Today the SOS Outreach program has grown from its first location in Denver to seven locations in Eagle and Summit counties, north and south Lake Tahoe in California, Park City, Utah, and Detroit.
“That grant enabled us to scale from the pilot program into a seven-week program in those seven sites. Some of the coolest things are our students seeing graduates of the program working in the industry and managing retail locations,” Ehrlich said. “It’s been really powerful to see that happen.”
The Economic Development Administration grants are part of the $183 billion in state funding in the American Rescue Plan Act. Colorado received $3.8 billion and the outdoor recreation office got a sliver of that and whittled down millions of dollars in requests from 178 groups and governments in 39 counties to 50 projects in 27 counties.
The grants, allocated over four years, included $250,000 to help open the nonprofit, county-owned Cuchara Mountain Park, which spun a chairlift for the first time in 25 years in January. The 50 projects that received grants created 927 jobs and supported programs that hosted 11,446 young people at 96 camps and training programs. The grants supported 23 events that drew 99,926 attendees, according to a report on the outdoor grant program released this month.
The nonprofit Ouray Ice Park used one of the first grants delivered by the state outdoor recreation office to help it expand the park and secure water rights “for the next generation of climbers,” said Peter O’Neil, the ice park’s six-year director who recently retired.

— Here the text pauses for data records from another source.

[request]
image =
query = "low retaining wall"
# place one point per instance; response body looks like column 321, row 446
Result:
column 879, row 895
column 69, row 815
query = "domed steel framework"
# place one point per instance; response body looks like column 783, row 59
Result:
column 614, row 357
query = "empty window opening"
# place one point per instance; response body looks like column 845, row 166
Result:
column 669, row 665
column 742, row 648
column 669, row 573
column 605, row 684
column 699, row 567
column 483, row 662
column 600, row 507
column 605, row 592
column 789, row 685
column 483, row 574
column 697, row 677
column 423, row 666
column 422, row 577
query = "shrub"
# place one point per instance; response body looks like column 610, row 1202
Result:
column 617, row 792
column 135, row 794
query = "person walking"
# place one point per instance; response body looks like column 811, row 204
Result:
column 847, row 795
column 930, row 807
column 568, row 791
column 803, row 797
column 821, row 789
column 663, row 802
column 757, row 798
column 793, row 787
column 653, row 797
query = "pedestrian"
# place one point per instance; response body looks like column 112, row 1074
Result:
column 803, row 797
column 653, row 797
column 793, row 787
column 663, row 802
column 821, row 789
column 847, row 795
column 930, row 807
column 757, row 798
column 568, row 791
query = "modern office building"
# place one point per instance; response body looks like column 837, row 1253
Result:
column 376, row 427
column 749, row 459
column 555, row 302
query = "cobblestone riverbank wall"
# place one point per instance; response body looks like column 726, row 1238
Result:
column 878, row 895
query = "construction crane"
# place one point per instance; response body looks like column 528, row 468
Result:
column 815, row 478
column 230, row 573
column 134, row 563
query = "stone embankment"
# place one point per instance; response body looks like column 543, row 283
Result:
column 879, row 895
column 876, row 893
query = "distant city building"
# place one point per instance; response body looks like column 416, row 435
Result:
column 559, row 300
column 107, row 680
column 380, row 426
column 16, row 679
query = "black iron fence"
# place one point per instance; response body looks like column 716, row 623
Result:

A climber works a frozen route of ice on the northern end of the Ouray Ice Park just outside Ouray Colo., Sunday afternoon, December 22, 2024. (William Woody, Special to The Colorado Sun)The outdoor recreation office pledged $200,000 to the Ouray Ice Park, but reporting requirements by the federal government whittled that down a bit. (That’s a common refrain from grantees: It’s one thing to land a state grant, but when the feds are involved, it can become an arduous journey to meet dense federal reporting guidelines. Especially when the grants were authorized by the Biden administration but largely distributed under the Trump administration.)
“We didn’t get the full $200,000 but that’s OK,” O’Neil said. “What that grant really gave us was incredible momentum and the gravitas of the state stepping up and saying: ‘This is an important project.’ With that backing I was able to go out and solicit another $1 million from donors.”
The grants also helped groups and governments hire more staff to help drive growth in programming around outdoor education.
“Without additional staffing, even if grant funding is received to cover the costs of developing and launching a new program, it may not progress as desired,” reads the 37-page grant report. “Internal capacity is a significant issue for outdoor recreation industry organizations, especially those in rural areas and those that rely heavily on volunteer labor.”
The Routt County Economic Development Partnership got a $65,470 grant to support partnership jobs dedicated to retaining outdoor recreation businesses in the county. That funding helped local businesses better find and secure additional grants, like the state’s Rural Jump Start initiative. Earlier this month that program helped bring fly-fishing apparel company Colter Backcountry to Steamboat Springs.
Today, there are more than three dozen outdoor brands in Routt County, making it an industry hub and beacon of the rural outdoor recreation economy.
Robin Hall was also a recipient of a Rural Jump Start grant, enabling her to stay in Steamboat Springs and launch a new business when her former employer, Smartwool, pulled up stakes and moved to Denver. Her Town Hall company develops sustainable, high-quality clothing for kids, filling a critical need in her mountain town.
“If it weren’t for the Routt County Economic Development Partnership and the state’s OREC team we could not be doing this,” Hall said. “We are here because of their work.”